1. This appeal assails the judgment of
conviction passed on 18.08.2012 by the learned
Additional Sessions Judge, Kuchinda in S.T. Case
no. 21 of 2009 convicting the appellant for
offences punishable U/Ss. 493/376 of the Indian
Penal Code, 1860 (In short the 8IPC9) and Section
3(2)(v) of the Scheduled Caste and Scheduled
Tribe (Prevention of Atrocities) Act, 1989 (in short
the 8Act9) and sentencing him to undergo rigorous
imprisonment for life and to pay a fine of
Rs.10,000/- (Rupees ten thousand only), in
default whereof, to undergo further imprisonment
for one year on each count. The learned trial
Court, however, by the aforesaid judgment has
also acquitted the Appellant of the charge U/S.
506 of IPC.
An overview of prosecution case:
2. On 18.11.2006 at about 4 P.M., the victim
lodged an F.I.R. against the convict under Ext. 4
before the I.I.C., Kuchinda P.S. stating therein
that she was in courtship with the appellant
preceding three years by keeping physical
relationship and they were living as husband and
wife in Bonai area and thereafter, they shifted to
village Kansar, but after staying there for two
days at Kansar, the appellant went away by
leaving her and she, thereafter, returned back to
Kuchinda by a bus.
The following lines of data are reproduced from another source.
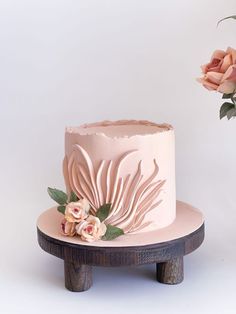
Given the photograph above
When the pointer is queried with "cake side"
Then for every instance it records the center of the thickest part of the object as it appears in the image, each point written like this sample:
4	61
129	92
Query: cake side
129	164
On alighting from the bus, the
middle brother of the appellant namely Dambaru
Bagar asked her to go to her house on the next
day. He further threatened her to kill, if she
disclosed the incident before anybody including
the Police. Since she belonged to <Kisan= by caste
and they being <Gouda= by caste, no one can
harm them. On this issue, there was a village
meeting in which the appellant accepted to marry
the victim at Court, but later the appellant
refused to accept the victim as his wife.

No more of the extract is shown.